With this page we come to the end of our study of the Constitution and it’s amendments. If we have learned anything, it is that the “Supreme Law of the Land” is most notable in its’ lack of application by those in government who pledge to “Preserve, Protect and Defend” it.

The Congress no longer passes most federal laws, rules, and regulations.

Instead, about 99 percent of the rules we must live by decrees from an army of unelected federal bureaucrats.

Using a classic duck-and-dodge strategy, Congress routinely passes legislation that pretends to solve a genuine problem, but then delegates to the executive-branch bureaucrats the power to make the legally binding rules. These rules determine the law’s real-world impact.

It’s a brilliant plan; Congress gets all the credit for the popular feel-good laws and none of the blame for a regulation’s controversial—and expensive—implementation.
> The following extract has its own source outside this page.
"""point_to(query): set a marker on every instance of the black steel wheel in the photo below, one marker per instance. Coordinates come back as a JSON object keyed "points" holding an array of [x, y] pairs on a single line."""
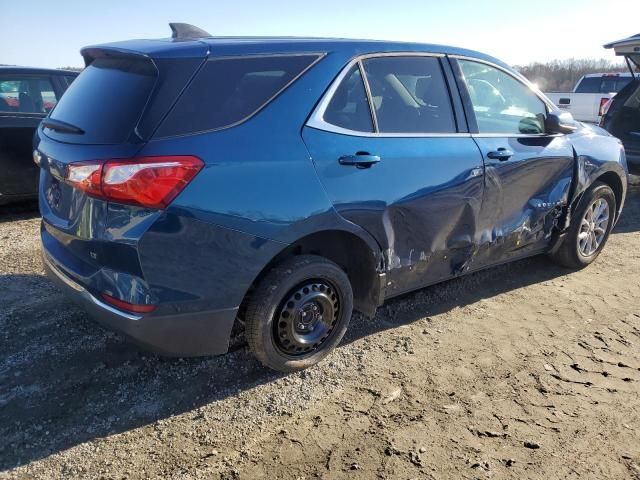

Too many members of Congress either don’t understand the Constitution they’ve sworn to defend because they make little or no effort to do so.

Many Supreme Court, (and lower court), justices aren’t any better. Many of them understand our founding document but refuse to acknowledge that its most important function is to limit and check power.

Presidents are often even worse; they pay lip service to our nation’s governing document, but their actions frequently betray a lack of real commitment to its restrictions.

The Constitution must be defended  by the citizens who elect officeholders. Only the voters can force our government officials to obey their oaths to preserve, protect, and defend the Constitution. We must make every effort to persuade friends and neighbors that constitutionally limited government not only matters but is essential to our prosperity as a nation. 

We must  remind elected representatives in Washington that the power to make laws belongs to Congress, not unaccountable bureaucrats, and that those laws should be clear and understandable to the average citizen.

This was implicit in Benjamin Franklin’s response to the question; “Well doctor, what have we got? A republic or a monarchy?”

“A Republic, madam, if you can keep it.”